As we continue to commemorate the centenary of the First World War, we further propagate the belief that the Great War was a four year conflict, clearly demarcated by the dates 4th August 1914 to the 11th November 1918. Yet this neat history was not a reality for many men who served in the war. For some men demobilisation was a lengthy process, for others the realities of war would continue for years through nightmares, or else coming to terms with permanent physical and psychological injuries. Some men were permanently disfigured. Those who were comparatively lucky were faced with the realities of having to return home to compete in a desperately competitive labour market, in which their military service stood for little.
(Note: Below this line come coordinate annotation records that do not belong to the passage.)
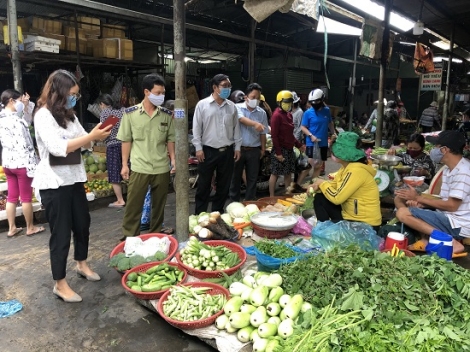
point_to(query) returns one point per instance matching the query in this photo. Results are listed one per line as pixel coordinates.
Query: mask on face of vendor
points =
(286, 106)
(436, 155)
(414, 153)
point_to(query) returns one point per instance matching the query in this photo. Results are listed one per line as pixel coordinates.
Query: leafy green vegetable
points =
(275, 249)
(408, 304)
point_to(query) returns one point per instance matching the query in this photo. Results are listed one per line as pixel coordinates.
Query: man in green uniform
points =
(148, 136)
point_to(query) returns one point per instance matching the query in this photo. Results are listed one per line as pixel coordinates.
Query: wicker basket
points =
(270, 233)
(203, 274)
(171, 252)
(202, 323)
(143, 268)
(406, 251)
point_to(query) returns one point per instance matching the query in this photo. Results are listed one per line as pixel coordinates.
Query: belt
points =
(223, 149)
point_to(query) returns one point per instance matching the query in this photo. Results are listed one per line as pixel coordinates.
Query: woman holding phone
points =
(113, 146)
(60, 176)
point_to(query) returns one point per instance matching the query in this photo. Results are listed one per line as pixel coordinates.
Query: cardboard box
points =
(57, 37)
(114, 48)
(70, 45)
(46, 26)
(69, 31)
(108, 31)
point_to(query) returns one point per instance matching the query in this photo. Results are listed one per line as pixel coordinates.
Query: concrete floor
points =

For some contemporaries the silencing of the guns in November 1918 merely signalled the beginning of a more personal struggle. This talk looks at the legacies of the First World War on servicemen in Yorkshire. By analysing some of the individual and personal stories of men, families and the wider community, this talk will show how these groups tried to come to terms with the cataclysmic upheaval of the First World War.

Dr Alice Brumby Biography:

Dr Alice Brumby is a member of the Centre for Health Histories at the University of Huddersfield. Her recent research has focused upon civilian and military mental health care and patient welfare in nineteenth and twentieth century England. She has published work on the experiences of shell-shocked soldiers in the interwar years and the genre of First World War hospital magazines. She has curated exhibitions about the First World War at the York Army Museum, the Thackray Medical Museum in Leeds and the George Marshall Medical Museum in Worcester.